Aujourd’hui le paragraphe 4 de l’article 157 du TFUE exprime limpidement la règle : « pour assurer concrètement une pleine égalité entre hommes et femmes dans la vie professionnelle, le principe de l’égalité de traitement n’empêche pas un État membre de maintenir ou d’adopter des mesures prévoyant des avantages spécifiques destinés à faciliter dans l’exercice d’une activité professionnelle par le sexe sous-représenté, ou à prévenir ou compenser des désavantages dans la carrière professionnelle »

Pour faire simple, oui, un accord collectif peut réserver un avantage spécifique aux seules femmes parce que le but, c’est d’atteindre une égalité des chances qui soit réellement effective.

La combinaison de cet article et des articles du titre IV du  Code du travail portant sur l’égalité professionnelle entre les hommes et les femmes a donné lieu à cet arrêt singulièrement significatif.

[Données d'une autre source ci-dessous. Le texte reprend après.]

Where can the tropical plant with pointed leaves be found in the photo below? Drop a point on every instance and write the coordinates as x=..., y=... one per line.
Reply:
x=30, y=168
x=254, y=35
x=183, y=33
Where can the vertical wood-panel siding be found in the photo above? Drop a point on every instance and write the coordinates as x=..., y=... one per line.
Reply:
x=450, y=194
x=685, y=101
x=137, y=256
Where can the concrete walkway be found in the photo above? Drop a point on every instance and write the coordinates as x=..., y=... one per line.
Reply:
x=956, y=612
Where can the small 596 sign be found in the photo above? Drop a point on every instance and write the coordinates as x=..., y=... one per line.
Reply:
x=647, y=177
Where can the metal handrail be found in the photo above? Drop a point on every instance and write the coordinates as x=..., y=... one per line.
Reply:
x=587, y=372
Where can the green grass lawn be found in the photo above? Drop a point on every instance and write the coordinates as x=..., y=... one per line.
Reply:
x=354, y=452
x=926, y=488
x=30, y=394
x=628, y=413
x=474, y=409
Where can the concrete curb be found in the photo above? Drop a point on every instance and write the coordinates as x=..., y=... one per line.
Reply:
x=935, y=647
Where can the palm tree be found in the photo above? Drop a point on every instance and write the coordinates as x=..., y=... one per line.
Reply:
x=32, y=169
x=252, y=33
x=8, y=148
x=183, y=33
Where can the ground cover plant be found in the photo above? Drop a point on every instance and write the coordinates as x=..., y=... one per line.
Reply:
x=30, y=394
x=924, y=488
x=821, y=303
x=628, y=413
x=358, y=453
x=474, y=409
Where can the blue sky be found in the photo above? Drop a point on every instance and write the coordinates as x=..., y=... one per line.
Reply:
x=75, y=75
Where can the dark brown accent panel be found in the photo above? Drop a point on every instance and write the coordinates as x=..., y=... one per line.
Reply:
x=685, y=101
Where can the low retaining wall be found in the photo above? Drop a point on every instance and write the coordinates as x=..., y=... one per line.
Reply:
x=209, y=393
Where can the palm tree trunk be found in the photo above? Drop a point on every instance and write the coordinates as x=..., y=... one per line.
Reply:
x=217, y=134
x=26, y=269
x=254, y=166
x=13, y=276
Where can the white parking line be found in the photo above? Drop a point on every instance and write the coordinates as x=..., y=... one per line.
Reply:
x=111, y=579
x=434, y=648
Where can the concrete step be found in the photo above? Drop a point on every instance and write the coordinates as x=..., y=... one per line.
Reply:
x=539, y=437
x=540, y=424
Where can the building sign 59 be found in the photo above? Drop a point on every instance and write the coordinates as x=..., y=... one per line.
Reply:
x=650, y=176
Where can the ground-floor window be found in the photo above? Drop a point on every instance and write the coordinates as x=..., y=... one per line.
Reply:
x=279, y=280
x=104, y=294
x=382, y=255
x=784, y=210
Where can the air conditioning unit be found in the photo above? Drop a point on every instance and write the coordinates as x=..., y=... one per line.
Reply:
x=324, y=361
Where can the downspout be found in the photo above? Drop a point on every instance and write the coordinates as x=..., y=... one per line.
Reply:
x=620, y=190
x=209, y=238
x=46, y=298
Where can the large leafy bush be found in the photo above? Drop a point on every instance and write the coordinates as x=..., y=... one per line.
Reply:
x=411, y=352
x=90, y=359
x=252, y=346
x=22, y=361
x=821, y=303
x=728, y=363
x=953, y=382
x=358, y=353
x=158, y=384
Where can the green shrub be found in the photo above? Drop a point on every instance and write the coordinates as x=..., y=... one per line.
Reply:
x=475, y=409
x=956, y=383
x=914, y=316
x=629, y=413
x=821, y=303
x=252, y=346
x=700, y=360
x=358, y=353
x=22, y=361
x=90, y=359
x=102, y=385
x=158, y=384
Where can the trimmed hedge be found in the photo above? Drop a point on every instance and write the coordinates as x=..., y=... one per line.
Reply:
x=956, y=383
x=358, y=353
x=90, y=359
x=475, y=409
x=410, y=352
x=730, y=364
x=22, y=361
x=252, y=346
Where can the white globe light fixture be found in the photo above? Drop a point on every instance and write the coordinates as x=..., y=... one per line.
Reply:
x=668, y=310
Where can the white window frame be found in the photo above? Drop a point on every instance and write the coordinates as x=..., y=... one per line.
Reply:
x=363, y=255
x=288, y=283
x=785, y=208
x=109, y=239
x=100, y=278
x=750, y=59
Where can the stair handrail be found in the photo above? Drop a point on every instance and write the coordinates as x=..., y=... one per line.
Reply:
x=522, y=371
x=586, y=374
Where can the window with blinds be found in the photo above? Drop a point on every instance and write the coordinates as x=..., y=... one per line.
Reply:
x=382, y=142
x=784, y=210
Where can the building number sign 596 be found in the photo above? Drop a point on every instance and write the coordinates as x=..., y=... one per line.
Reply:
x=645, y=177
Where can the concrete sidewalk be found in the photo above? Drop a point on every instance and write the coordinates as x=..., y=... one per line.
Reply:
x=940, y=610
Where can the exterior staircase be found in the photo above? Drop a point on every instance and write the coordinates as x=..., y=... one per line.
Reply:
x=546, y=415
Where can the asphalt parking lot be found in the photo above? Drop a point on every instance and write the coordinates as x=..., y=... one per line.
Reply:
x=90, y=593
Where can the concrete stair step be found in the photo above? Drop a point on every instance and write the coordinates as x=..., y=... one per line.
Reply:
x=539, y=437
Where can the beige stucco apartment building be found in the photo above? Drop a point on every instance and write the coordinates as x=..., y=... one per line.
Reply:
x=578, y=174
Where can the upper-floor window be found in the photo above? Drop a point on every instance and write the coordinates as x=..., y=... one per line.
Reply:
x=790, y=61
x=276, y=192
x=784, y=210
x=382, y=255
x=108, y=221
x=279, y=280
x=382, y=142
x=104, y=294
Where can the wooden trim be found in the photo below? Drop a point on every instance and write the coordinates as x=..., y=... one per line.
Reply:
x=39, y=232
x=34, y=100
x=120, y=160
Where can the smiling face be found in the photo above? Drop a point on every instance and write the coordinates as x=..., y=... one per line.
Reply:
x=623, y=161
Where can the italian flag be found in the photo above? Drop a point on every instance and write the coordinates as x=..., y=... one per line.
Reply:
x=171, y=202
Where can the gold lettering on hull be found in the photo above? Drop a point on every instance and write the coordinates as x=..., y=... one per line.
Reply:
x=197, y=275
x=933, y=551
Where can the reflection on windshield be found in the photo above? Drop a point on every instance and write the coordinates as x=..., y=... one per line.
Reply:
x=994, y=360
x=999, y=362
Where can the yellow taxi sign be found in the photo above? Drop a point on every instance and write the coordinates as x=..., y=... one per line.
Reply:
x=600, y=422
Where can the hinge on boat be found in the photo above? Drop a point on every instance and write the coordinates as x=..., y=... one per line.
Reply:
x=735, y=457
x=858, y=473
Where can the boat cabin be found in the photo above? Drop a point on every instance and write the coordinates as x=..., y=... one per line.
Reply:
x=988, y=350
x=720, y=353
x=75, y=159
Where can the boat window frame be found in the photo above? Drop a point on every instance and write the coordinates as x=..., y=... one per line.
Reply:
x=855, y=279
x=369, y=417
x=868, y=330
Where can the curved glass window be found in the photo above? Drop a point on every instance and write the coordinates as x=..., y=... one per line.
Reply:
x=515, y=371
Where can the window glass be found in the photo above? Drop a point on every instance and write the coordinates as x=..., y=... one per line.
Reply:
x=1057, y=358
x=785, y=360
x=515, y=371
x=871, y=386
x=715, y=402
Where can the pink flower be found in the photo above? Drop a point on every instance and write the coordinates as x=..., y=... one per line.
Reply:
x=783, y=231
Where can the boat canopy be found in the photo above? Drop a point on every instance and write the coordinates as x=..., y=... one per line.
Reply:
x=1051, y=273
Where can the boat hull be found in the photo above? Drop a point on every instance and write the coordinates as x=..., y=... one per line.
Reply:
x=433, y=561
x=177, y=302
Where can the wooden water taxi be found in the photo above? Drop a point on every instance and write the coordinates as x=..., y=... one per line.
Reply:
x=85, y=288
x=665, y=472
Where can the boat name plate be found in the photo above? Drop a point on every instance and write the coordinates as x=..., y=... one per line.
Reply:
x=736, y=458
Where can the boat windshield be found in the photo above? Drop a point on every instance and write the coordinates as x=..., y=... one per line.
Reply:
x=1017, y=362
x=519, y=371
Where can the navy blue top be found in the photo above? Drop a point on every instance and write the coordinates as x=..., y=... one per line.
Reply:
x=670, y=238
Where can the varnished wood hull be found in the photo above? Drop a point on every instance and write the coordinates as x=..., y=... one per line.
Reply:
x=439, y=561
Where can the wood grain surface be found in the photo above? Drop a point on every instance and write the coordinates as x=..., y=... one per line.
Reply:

Arrêt dont on attendra les échos au cours des contentieux à venir portant sur la présomption de justification des différences de traitement instituées par voie d’accord…

Raison numéro 2 : La journée de la femme peut être un évènement propice à la réflexion sur la place de la femme dans l’entreprise

Sexisme ordinaire, disparités de rémunérations et retard de carrière sont pour les femmes une réalité dans l’entreprise.

L’émergence de la notion de « charge mentale des femmes », vient renforcer la reconnaissance de ces éléments.

Comme l’indique la note explicative de l’arrêt, nul besoin d’oracle pour savoir que les inégalités au travail entre les femmes et les hommes persistent et restent importante, aussi bien en terme de rémunération que de poste valorisants.  

En prenant soin de préciser que la journée des femmes dépasse largement les murs de l’entreprise, la Cour de cassation reconnaît néanmoins qu’elle représente l’une des opportunités pour s’interroger spécialement sur la situation des femmes au travail et de réfléchir aux moyens d’améliorer leur quotidien en entreprise.   

Nous ne pouvons que nous réjouir de cette position qui confère ainsi à ce jour-et aux autres- une portée qui transcende la symbolique cosmétique.